Wikipedia is diametrically opposite to google. A wiki collects structured information by hand and uses minimal technology; google collects and presents unstructured (but for w:pagerank) information automatically by sophisticated technology. The only thing they have in common, according to [1] is that they both use (used?) MySQL 4.0.26. This 陰陽 (yin-yang) opposition probably explains how well wikipedia and google fit together at present.
- Problem 1. How can (media)wiki structure its content better?
- Development: mw:Extension:semantic mediawiki/mw:extension:data/[2]

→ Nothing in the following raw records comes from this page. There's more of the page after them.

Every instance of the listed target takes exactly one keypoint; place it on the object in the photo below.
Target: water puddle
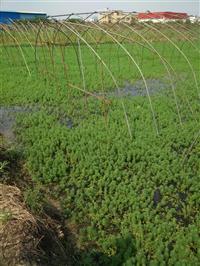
(138, 88)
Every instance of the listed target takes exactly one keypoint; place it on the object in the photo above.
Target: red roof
(160, 15)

- Problem 1.a. One can almost "type a question" in natural language and google can often give a decent answer. How can this be done in semantic wiki (in their special:ask)? And can the parser be programmed to read the lead section [1]and take out crucial attributes [2]. Wikipedia should use its natural advantage in its partially structured knowledge.
- Problem 1.b How can one exploit the intrinsic structures of a wiki to produce an efficent search engine?

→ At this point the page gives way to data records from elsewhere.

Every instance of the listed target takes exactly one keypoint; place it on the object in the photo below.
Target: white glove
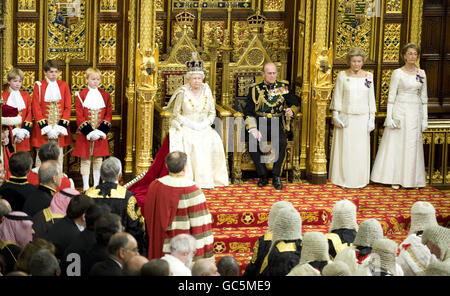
(336, 120)
(424, 117)
(93, 136)
(255, 133)
(18, 135)
(371, 122)
(204, 124)
(53, 134)
(389, 122)
(100, 134)
(61, 130)
(46, 129)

- Development: mw:Extension:semantic mediawiki/mw:extension:data/[2]
- Problem 2. What are the factors that makes a wiki-community inherently stable, or unstable? What factors make a wiki-community grow?
- Problem 2.a. What is in Wikipedia, in particular, that people get addicted?
- Problem 3. (On behalf of wikiversity) Is developing quality structured content the best way to kick start a community?
- Problem 4. How can wiki improve the presentation of technical subjects? In particular, how can one make to best use of wiki-structure, to make a maths textbook or a physics paper more accessible?
- Problem 4.a. Most professionals do not want to be bothered with the wiki-syntax. For example, are there wiki-engines that support a full latex document? This will provide a much better platform for collaboration amongst mathematicians and physicists.
- Problem 5. Mediawiki has many useful features but is slow. Use-mod wiki, for example, is fast but lack some important features and is not well-structured. Of course there are other engines, such as MoinMoin. Yet what are the potentials for integrating two or more engines for different purposes, e.g. "note-taking", query, and "display" ?
- Problem 6 (On behalf of meta) How can a community efficiently "internationalise"? Mediawiki code's i18n project (on betawiki:) is working fine since the amount of translation is (practically) bounded. But on Meta, the current EuropeanParliment-like-minus-the-money model leaves many important works undone.
- Problem 7 (with limited understanding of wikinews, I apologise if this question is misguided) Are there conflicts between the intrisic natures of a wiki and the need for timeliness of wikinews:?
- Problem 8. Pan-wikimedia cooperation: Take Wikipedia-Wikibooks-Wikiversity for example. These three projects are similar, but they represent subtly different viewpoints towards knowledge and our relationships with knowledge. If we are to view W:->B:->V: as a sequence of focusing and deepening, how can these project complement each other? How can a reader "who wants to know more" travel smoothly and easily get what he wants? Especially since each of them is in a different stage of development, and each of them still has much to improve? How can knowledge, content, and readers flow from one to another?
- Problem 9. Is wiki (c2:WikiDesignPrinciples) fundamentally inefficient? Is this inefficiency a bug that can fixed, or is it a participant-attracting feature?
- ...Add more problems here
- Conjecture: Is wiki the precursor to the w:Prime radiant?